Zuerst nahm der Bau von Ein- und Zwei-Familienhäusern zu: von Januar bis November 2020 um 3,6% gegenüber dem Vorjahr. Dann nahm der Anteil der Fertighäuser zu: im Zeitraum Januar bis November 2020 betrug die Fertigbauquote 22,2%, gegenüber 20,8% in 2019 (auch das gegenüber den Vorjahren gestiegen). Thüringen übertraf das noch mit einer Fertigbauquote von 21,1% im Jahr 2019. Während 2019 der Gesamtmarkt der Ein- und Zweifamilienhäuser im Fertigbau um 1,3% zulegte, stieg der Anteil des Holzbaus hier um 7,7%. Generell in Deutschland liegt der Anteil des Holzbaus am Fertighausbau bei 86,1% in 2018.
Hier sind zwei Positiva zu vermerken. Zum einen ist es der steigende Anteil des Holzbaus. Zum anderen ist es auch das Plus, das aus rationellen Fertigungsmethoden, insbesondere der Vorfertigung resultiert. Zugleich wirft dieser Erfolg fundamentale Fragen auf. Das erste Problem ist ein essenziell architektonisches, muss doch jenes „Traumhausideal“ grundlegend hinterfragt werden, das zweite Problem schließt daran unmittelbar an: Das – als Fläche fressend klassifizierte – Ein- oder Zweifamilienhaus muss als Zukunftsmodell der Siedlung generell in Zweifel gezogen werden. Wir verweisen auf die aktuell kontroverse Debatte.

Cabins

Im Jahr 2018 hat die Stiftung Baukultur Thüringen im Rahmen eines „Architektourismus”-Konzepts gemeinsam mit der IBA Thüringen unter der Headline „XS-Ferienhäuser modellhaft bauen“ einen Architekturwettbewerb veranstaltet. Es ging um die kleine Dimension und um den Baustoff Holz, dem in der Auslobung eine deutliche Betonung gegeben worden war. Alle Preisträger haben dementsprechend dem Holz als Baustoff hier Vorrang gegeben. Nun, Cabins, kleine Ferienhäuser, auch „Tiny Houses“ sind vielfach Holzhäuser und sie bieten ein exzellentes Experimentierfeld für neue Raumkonzepte, neue Konstruktionslösungen. Im Sinne der Nachhaltigkeit, des Klimaschutzes und auch der für die Zukunft wesentlichen Erfordernisse hinsichtlich der Gestaltung sozialer Strukturen muss die Effizienz des Ressourceneinsatzes hier allerdings noch geprüft und optimiert werden.

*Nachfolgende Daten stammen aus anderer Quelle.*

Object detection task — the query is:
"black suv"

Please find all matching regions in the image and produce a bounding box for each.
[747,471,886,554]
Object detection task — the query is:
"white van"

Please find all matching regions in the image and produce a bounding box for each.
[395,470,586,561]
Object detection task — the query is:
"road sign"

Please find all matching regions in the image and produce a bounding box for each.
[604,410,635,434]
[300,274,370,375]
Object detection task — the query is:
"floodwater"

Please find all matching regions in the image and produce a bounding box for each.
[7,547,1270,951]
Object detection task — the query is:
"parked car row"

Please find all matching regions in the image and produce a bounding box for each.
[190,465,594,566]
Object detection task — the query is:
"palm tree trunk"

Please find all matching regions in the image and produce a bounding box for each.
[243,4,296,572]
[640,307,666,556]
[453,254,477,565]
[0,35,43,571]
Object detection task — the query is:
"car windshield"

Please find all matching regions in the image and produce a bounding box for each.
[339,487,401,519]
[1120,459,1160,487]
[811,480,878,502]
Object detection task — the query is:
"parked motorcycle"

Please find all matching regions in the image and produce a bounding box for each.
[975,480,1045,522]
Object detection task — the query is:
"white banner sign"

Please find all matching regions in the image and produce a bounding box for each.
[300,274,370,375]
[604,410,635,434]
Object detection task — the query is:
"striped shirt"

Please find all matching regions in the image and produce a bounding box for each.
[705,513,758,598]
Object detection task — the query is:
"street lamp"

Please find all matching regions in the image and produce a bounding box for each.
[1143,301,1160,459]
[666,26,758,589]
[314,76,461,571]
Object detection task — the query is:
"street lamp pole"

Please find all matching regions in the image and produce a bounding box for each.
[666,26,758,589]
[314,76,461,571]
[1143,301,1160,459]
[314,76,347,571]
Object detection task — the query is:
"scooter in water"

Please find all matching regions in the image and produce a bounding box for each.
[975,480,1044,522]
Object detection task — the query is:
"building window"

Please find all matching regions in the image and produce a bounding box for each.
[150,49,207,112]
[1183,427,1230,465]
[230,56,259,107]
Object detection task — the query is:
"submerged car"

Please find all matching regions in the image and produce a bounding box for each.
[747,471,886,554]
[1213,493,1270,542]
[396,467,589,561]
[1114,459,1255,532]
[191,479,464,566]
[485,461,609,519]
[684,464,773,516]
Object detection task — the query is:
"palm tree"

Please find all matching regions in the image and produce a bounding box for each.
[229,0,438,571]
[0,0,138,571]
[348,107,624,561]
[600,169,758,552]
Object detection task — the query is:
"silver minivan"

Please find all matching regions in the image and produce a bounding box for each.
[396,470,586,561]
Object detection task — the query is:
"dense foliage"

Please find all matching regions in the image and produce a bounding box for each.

Norwegen kann, in puncto dieser kleinen Architekturen als beispielhaft angesehen werden, denn dort ist diese hochinteressante Verbindung von Architektur und Tourismus intensiv entwickelt worden und hat zu sehr inspirierenden landschaftlichen Aussichtspunkten, Ferienhäusern, Brücken, diversen Landmarks geführt, aber auch zu Hotels, die als Ensemble kleiner Cabins organisiert sind, wie etwa das Juvet Landscape Hotel in der Nähe von Valldal.
Dies wären wichtige Referenzen, gerade auch für das Tourismus-Land Thüringen und eben für den Holzbau. Bei Zeulenroda/Thür. ist soeben eine Ferienhaus-Siedlung fertig gestellt worden, deren architektonischer Standard zwar nicht an die internationalen Referenzen heranreicht, die aber mit einem absolut zukunftsfähigen Holzbausystem errichtet wurde, dem System „Holz 100“ der österreichischen Firma Thoma. Das System besteht aus Massivholzwänden, deren Brettschichten nicht verleimt sind, auch nicht vernagelt, sondern mit Holzdübeln verbunden. Es gibt also in dem System nur Holz – daher die „100“ – und damit ist das System ökologisch beispielhaft.

Interieur

Das Interieur: Ausbau, Mobiliar etc. steht hier nicht im Fokus, sollte aber auch nicht aus dem Blickfeld geraten – als innovative Szene, aber auch unter dem Aspekt, den Holzgebrauch zu erhöhen. Dabei geht es nicht um Kitsch, wie geflammte Bretter und Baumscheiben mit aufgesetzten Thermometern, sondern um innovative Lösungen im Umgang mit dem Material Holz. Z.B. die mit neuen Materialien und Materialkombinationen zu experimentieren, jedoch stets mit dem Fokus auf ökologische Konzepte.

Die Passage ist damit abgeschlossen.